Şu süreçte evlerde olmamız aslında üretimimizi artırıyor. Sonuçta karikatür kağıt, kalem ve bilgisayar ortamında oluşuyor. Bunlarda evde, ofiste, gazetede olabiliyor. Ama zaten evde çalıştığımız için bir yerine iki, üç karikatür daha fazla çizer olduk. Tabii mizah birçok alandan besleniyor. Sokak da benim için önemli. Gözlem yapmadan çizemezsiniz. Yani sokağa çıkmamaya özen gösterdiğimiz bu günlerde bu yanımız eksik kalıyor.
Gazete alma alışkanlığının epey azaldığı, ama salgın döneminde bunun yüzde 25 daha da düştüğünü gördük. Bugünlerde internet ve sosyal medya alanları daha da aktif oldu. Siz, çizgilerinizi topluma nasıl ulaştırıyorsunuz ve ilgi nasıl?
Gazete satışlarının her geçen gün düştüğü uzun süredir ortada. Buna korana virüs eklenince hepten kötü bir duruma geldi. Ben gazete ve dergilere çizsem de burada yayınlanan karikatürlerim sosyal medyadan daha çok insana ulaşıyor. Bazı karikatürlerim müthiş sayılarda paylaşılıyor. Çokça insana ulaşmasında aracı oluyor. Her ne kadar mizah dergileri azalsa da, gazete çizerleri yok denecek kadar az olsa da karikatüre ilgi hala çok yüksek. Bunu paylaşımlarda görüyoruz.
Korona virüs salgını ülkemize girdiğinde virüsle ilgili caz şarkıları dahil çok farklı şekillerde espriler üretildiğini gördük. Ardından yaşlılarla ilgili espriler sıkça görüldü? Siz bu süreçte toplumun gülme ihtiyacıyla ilgili neler tespit ettiniz?
Tabii gündem korona virüs olunca hatta tüm dünyada yaşamı etkilerken mizahçılarda boş duramazdı. Daha ilk günlerden bu yana binlerce karikatür çizildi. Çizilmeye devam edecek gibi. İran’da bu konuda 2 farklı kurum uluslararası karikatür yarışması düzenlendi.
Çocuklarla yürüttüğüm, eğitime ara verdiğimiz karikatür atölyelerinde bile korona virüs konusunu çizdik.

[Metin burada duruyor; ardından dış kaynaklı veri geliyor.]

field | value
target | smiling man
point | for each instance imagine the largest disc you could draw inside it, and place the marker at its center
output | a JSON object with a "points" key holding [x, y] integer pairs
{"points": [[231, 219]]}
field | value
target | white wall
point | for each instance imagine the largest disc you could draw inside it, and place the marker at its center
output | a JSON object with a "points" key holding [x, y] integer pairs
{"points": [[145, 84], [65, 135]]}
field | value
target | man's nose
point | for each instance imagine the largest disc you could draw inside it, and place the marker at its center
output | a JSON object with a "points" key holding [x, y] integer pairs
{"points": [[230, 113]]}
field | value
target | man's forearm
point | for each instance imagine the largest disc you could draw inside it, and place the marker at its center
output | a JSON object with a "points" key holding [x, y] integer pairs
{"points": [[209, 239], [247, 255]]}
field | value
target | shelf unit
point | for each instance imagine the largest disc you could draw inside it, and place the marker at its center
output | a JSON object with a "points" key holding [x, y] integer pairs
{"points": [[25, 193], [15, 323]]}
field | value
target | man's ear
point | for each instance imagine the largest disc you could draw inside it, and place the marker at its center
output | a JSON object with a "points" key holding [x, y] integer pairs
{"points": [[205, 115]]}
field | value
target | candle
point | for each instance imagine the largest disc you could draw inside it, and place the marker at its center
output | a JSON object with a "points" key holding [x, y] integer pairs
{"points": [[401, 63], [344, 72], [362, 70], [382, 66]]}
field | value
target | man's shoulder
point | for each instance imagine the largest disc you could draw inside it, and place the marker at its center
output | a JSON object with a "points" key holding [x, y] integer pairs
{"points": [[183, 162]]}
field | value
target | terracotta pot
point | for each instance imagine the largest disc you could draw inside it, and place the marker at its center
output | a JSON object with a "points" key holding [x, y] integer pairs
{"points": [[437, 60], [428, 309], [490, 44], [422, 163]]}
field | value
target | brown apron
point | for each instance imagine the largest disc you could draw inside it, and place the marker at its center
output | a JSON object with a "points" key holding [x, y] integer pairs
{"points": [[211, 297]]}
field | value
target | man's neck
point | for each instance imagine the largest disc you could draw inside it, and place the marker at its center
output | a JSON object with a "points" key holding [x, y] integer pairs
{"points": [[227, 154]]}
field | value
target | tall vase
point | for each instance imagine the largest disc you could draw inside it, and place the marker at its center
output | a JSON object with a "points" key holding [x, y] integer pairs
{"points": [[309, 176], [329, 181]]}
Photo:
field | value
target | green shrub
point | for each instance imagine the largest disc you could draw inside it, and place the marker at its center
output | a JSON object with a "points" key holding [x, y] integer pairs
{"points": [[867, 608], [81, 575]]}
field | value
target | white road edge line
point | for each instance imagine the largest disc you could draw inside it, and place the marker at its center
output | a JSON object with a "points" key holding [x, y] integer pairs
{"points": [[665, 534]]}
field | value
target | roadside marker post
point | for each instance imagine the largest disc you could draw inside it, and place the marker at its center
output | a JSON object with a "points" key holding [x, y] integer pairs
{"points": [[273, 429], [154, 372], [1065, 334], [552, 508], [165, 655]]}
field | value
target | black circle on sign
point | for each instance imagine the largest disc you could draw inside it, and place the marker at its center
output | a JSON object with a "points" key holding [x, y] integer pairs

Mizah insanlarda, toplumda birazda rahatlama aracıdır. İnsan gülmek ister. Bu sıkıntılı günlerde adeta bir mizah patlaması yaşanıyor. Çok tehlikeli bir virüs karşısında bile insan komik şeyler üretebiliyor.
Kriz zamanlarını atlatacağız. Yaşanan ölümler, işsizlik ve travmalar geride kalmayacak hemen. Bu sürecin ardından başta siz mizah alanında üretim yapanlar olarak, mizahın yaraları saran bir yanı olacağını düşünüyor musunuz?
Az öncede belirttiğim gibi insanlar bu süreci en az hasarla atlatabilirse ne mutlu. Bu virüse yakalanmak, tedavi olmak veya ölmek değil. İşin psikolojik, ekonomik boyutları da var. Örneğin çocuklar eğitime ara verdi. 65 yaş üstü farklı hastalıklarla boğuşan insanlarımız yürüyüşe bile çıkamıyor. İşte mizah burada rahatlama aracı olarak devreye girebilir.